Hugo Gutiérrez Vega
Terence Rattigan en Broadway
Para Fuensanta
Hacía tiempo que sir Terence Rattigan no aparecía en las carteleras de Broadway. Ahora la produción del Old Vic londinense de The Winslow Boy lo ha traído de nuevo a la Gran Manzana. Las candilejas de la memoria del público de la olvidadiza y novelera ciudad de ese show bussines que abominaba Arthur Miller se encendieron y la crítica recordó a sir Terence, a su teatro con personajes de la alta clase media británica, a sus chispeantes diálogos y, fundamentalmente, a sus obras que fueron tan vistas y admiradas en las décadas de los cincuenta y los sesenta. Me refiero a The Browning Version, a The Prince and The Showgirl, The Deep Blue Sea y, sobre todo, la muy famosa Separated Tables.
Sir Terence, muerto a los sesenta y seis años de su edad, es un modelo de constante éxito y de habilidad en la construcción dramática y en la belleza de su prosa que se manifiesta en diálogos exactos y muy bien enmarcados, en un lenguaje lleno de fuerza lírica e ingenio británico.

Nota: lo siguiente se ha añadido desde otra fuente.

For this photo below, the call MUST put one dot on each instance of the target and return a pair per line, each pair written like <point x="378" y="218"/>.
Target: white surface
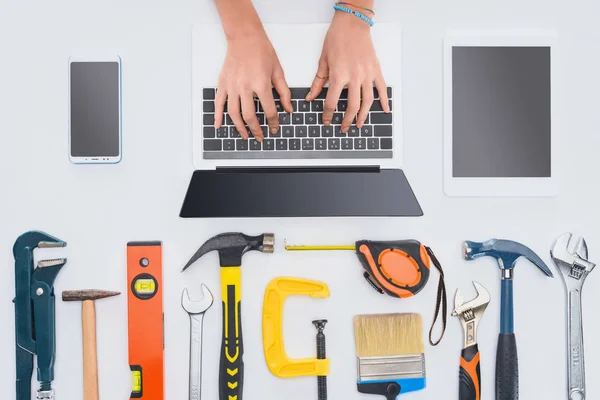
<point x="501" y="187"/>
<point x="41" y="189"/>
<point x="97" y="159"/>
<point x="298" y="47"/>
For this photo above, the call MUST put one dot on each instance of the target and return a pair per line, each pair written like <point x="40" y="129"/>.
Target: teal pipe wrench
<point x="34" y="313"/>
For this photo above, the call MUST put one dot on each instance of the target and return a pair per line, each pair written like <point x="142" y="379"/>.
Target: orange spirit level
<point x="145" y="300"/>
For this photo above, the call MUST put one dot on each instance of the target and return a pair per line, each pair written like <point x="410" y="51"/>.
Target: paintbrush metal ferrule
<point x="391" y="368"/>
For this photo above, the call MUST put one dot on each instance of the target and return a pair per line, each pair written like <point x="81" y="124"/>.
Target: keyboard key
<point x="298" y="119"/>
<point x="346" y="144"/>
<point x="223" y="132"/>
<point x="310" y="118"/>
<point x="241" y="144"/>
<point x="208" y="94"/>
<point x="317" y="105"/>
<point x="303" y="106"/>
<point x="269" y="144"/>
<point x="281" y="144"/>
<point x="284" y="118"/>
<point x="333" y="144"/>
<point x="376" y="93"/>
<point x="381" y="118"/>
<point x="209" y="132"/>
<point x="308" y="144"/>
<point x="212" y="144"/>
<point x="326" y="131"/>
<point x="360" y="143"/>
<point x="287" y="131"/>
<point x="208" y="119"/>
<point x="278" y="134"/>
<point x="254" y="144"/>
<point x="383" y="130"/>
<point x="377" y="106"/>
<point x="294" y="144"/>
<point x="208" y="106"/>
<point x="228" y="144"/>
<point x="321" y="144"/>
<point x="299" y="93"/>
<point x="301" y="131"/>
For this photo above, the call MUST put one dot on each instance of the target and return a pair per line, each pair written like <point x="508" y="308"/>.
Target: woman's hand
<point x="349" y="60"/>
<point x="251" y="67"/>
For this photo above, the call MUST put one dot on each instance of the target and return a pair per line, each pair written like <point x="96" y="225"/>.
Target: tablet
<point x="499" y="136"/>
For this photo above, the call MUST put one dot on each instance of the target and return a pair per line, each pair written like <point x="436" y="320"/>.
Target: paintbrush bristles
<point x="388" y="335"/>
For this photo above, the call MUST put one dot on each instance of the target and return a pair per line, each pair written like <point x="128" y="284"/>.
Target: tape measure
<point x="146" y="321"/>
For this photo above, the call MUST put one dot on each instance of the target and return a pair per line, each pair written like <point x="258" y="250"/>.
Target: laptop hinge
<point x="303" y="169"/>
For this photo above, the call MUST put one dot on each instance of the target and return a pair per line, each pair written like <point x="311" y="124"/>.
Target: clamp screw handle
<point x="321" y="355"/>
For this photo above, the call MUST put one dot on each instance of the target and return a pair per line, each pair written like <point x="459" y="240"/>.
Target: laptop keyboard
<point x="302" y="134"/>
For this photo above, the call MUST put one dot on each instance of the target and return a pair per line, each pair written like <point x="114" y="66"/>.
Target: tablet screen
<point x="501" y="112"/>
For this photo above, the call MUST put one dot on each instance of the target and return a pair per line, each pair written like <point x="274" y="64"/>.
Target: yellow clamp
<point x="277" y="360"/>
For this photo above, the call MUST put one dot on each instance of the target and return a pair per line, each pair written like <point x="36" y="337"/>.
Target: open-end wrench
<point x="196" y="310"/>
<point x="470" y="313"/>
<point x="570" y="256"/>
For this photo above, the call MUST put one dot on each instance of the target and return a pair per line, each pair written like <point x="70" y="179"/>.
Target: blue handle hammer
<point x="506" y="252"/>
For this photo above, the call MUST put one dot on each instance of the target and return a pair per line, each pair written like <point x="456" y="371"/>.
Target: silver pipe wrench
<point x="570" y="256"/>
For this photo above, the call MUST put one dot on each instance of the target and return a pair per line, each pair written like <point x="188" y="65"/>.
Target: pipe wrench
<point x="470" y="313"/>
<point x="570" y="256"/>
<point x="34" y="313"/>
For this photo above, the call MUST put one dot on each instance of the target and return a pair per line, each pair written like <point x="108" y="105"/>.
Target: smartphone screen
<point x="95" y="109"/>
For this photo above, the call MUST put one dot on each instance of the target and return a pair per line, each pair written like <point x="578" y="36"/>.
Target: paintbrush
<point x="390" y="354"/>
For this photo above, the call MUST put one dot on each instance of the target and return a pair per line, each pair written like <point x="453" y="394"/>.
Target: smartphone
<point x="95" y="110"/>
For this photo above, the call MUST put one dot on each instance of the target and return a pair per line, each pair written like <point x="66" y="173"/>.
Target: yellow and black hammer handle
<point x="231" y="374"/>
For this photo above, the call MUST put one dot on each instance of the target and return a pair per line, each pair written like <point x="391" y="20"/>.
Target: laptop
<point x="306" y="165"/>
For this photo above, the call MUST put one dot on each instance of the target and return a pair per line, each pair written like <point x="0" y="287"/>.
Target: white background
<point x="97" y="209"/>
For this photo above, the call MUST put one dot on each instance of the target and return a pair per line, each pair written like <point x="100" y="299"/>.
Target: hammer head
<point x="507" y="252"/>
<point x="232" y="246"/>
<point x="90" y="294"/>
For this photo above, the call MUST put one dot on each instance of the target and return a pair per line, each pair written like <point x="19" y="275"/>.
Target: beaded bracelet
<point x="344" y="3"/>
<point x="355" y="13"/>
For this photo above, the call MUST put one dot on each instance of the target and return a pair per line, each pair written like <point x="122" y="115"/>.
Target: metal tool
<point x="506" y="252"/>
<point x="196" y="310"/>
<point x="35" y="313"/>
<point x="88" y="329"/>
<point x="145" y="320"/>
<point x="280" y="365"/>
<point x="321" y="355"/>
<point x="470" y="313"/>
<point x="570" y="256"/>
<point x="231" y="248"/>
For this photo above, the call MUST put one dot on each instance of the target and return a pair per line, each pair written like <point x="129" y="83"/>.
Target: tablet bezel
<point x="492" y="186"/>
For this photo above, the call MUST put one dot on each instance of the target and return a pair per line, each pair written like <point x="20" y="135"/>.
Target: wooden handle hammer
<point x="88" y="326"/>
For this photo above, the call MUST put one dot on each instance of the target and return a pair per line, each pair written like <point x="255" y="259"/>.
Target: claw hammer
<point x="231" y="248"/>
<point x="506" y="252"/>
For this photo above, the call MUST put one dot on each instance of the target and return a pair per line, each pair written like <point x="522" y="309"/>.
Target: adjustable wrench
<point x="470" y="313"/>
<point x="570" y="256"/>
<point x="196" y="310"/>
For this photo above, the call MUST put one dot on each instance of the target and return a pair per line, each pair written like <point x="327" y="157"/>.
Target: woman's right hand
<point x="251" y="67"/>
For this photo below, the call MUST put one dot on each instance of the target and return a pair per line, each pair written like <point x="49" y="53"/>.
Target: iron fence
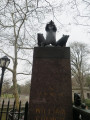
<point x="11" y="113"/>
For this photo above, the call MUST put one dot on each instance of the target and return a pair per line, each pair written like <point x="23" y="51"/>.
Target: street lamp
<point x="4" y="62"/>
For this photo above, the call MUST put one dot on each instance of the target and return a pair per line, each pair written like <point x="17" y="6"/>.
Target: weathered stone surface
<point x="50" y="94"/>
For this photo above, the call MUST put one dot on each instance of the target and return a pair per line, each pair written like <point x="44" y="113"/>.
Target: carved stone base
<point x="50" y="94"/>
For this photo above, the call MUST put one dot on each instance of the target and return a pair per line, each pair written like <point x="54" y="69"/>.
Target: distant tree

Ese ingenio que, desde la época de Wilde, da su verdadero significado a las palabras y las enmascara en el juego de las paradojas, entendidas éstas como formas de enriquecer a la dialéctica.

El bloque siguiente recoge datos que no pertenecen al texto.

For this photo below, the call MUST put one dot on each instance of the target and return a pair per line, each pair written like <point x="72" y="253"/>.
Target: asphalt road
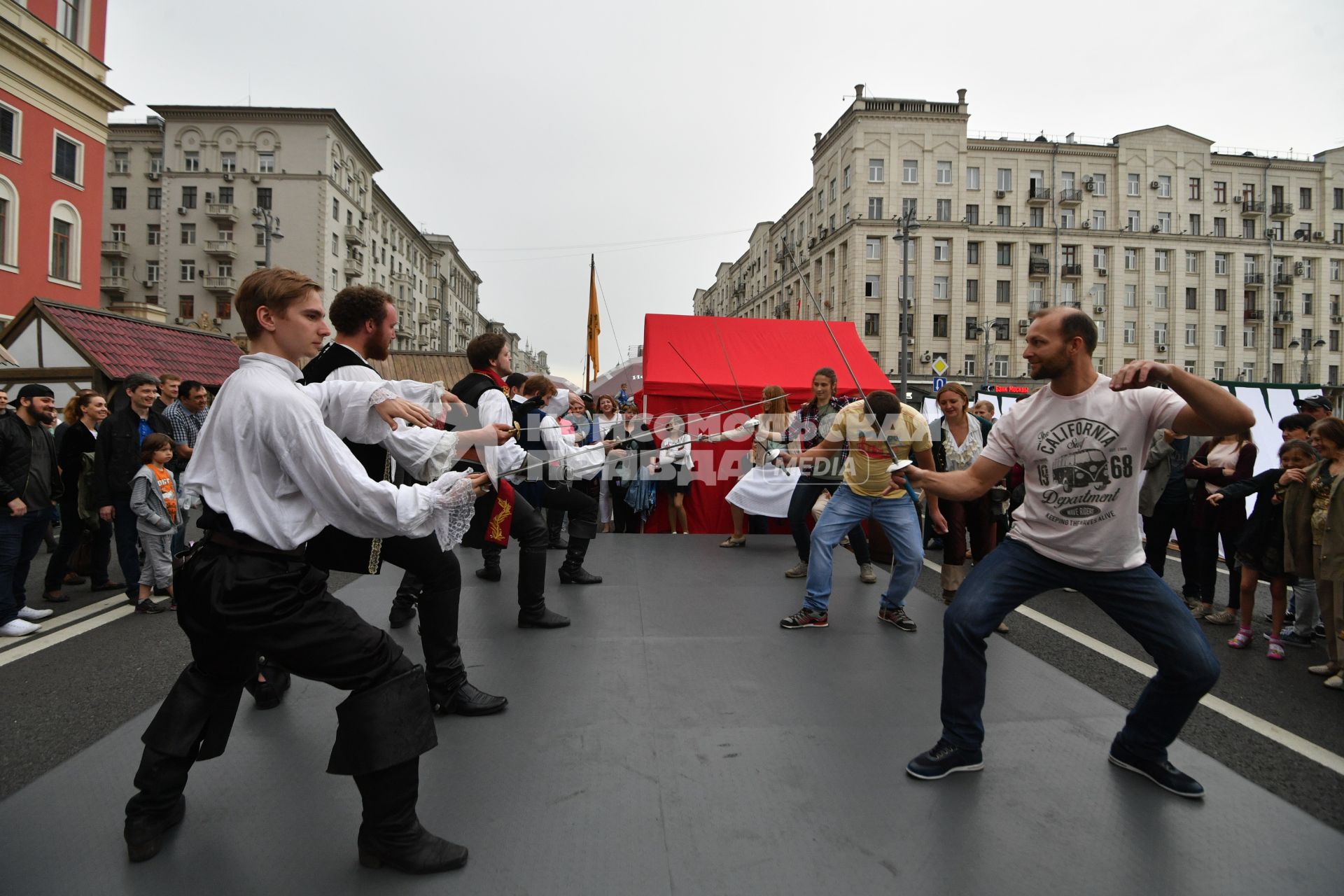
<point x="65" y="697"/>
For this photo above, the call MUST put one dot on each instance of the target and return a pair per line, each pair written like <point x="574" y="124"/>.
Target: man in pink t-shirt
<point x="1082" y="442"/>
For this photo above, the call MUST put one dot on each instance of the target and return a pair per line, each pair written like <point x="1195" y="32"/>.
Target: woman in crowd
<point x="673" y="468"/>
<point x="764" y="488"/>
<point x="1260" y="551"/>
<point x="1313" y="527"/>
<point x="610" y="428"/>
<point x="1219" y="463"/>
<point x="84" y="414"/>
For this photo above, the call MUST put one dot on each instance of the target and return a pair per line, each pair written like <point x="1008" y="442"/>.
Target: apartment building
<point x="54" y="104"/>
<point x="198" y="197"/>
<point x="1226" y="262"/>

Sir Terence nació en Londres, estudió en Eton, en Harrow College, y dio un dorado punto final a su carrera entre las enredaderas de los patios del Trinity College oxfordiano. Después de tales perfecciones de fondo y de forma, se fue a Londres y se dedicó por completo a la vida teatral y a sus variados reventones.

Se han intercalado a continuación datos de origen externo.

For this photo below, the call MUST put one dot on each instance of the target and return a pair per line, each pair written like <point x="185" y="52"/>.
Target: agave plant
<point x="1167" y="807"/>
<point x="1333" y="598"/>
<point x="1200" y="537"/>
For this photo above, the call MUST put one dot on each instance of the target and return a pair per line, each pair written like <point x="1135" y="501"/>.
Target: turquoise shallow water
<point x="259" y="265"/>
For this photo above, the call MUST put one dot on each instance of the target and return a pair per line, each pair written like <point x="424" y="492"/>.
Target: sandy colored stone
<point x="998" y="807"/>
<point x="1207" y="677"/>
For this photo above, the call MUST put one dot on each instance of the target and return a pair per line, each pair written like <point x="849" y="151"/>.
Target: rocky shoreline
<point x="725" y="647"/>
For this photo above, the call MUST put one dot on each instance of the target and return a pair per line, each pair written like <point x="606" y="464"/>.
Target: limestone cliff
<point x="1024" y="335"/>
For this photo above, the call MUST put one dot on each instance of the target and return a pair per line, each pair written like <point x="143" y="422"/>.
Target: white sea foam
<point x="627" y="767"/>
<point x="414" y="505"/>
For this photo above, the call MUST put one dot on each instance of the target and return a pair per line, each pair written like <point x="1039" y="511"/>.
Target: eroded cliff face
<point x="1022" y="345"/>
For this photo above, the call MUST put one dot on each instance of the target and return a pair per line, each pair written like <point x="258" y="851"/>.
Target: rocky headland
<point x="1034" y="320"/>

Lindsay Posner dirige la puesta en escena de The Winslow Boy en el American Airlines de Broadway. Roundabout y el Old Vic patrocinan esta nueva aventura de una obra que pertenece por completo a la Inglaterra eduardiana, a los remanentes del “honor” victoriano y a los horrores y los contados aciertos de instituciones tan caducas y neurotizantes como la familia tradicional. Esta discutible y, por todos conceptos, revisable institución social (la “primera célula” de las instancias socializadoras, según la retórica tradicional) salva su honor manchado por una acusación de robo hecha a uno de sus miembros, un insoportable adolescente expulsado de una escuela de la Marina Real. El padre, para librarlo de la acusación, mueve todas sus influencias, contrata a un eminente abogado, arruina a la familia, pero, al final, ve su honor restaurado. Afortunadamente, sir Terence da a los personajes la carga de buen humor necesaria para huir del melodrama y para evitar, en el caso de la puesta en escena que estoy comentando, que la señora Mastrantonio, intérprete de la señora Winslow, cayera en la tentación de convertir en gritona madre napolitana a la ponderada y a veces lloriqueante esposa del barrio de Kensington.
Buena y respetuosa del texto y de la tensión espiritual buscada por Rattigan es la puesta que ahora se lleva a cabo en medio de musicales hechos sobre machote y llenos de los lugares comunes de un Broadway que, de vez en cuando, nos entrega teatro de arte y de reflexión. De regreso a la casa de mi hija y su familia, pen-sé en Rattigan, en los eduardianos que veían cómo el imperio se caía a pedazos y en la moral victoriana y su terrible sentido del honor. Sir Terence me puso a pensar. Eso es lo que el teatro debe lograr a través de la emoción y del funcionamiento de las neuronas atontadas por tantos lugares comunes, por la manipulación comercial y por la vulgaridad sensiblera que chorrea melaza en las pequeñas pantallas.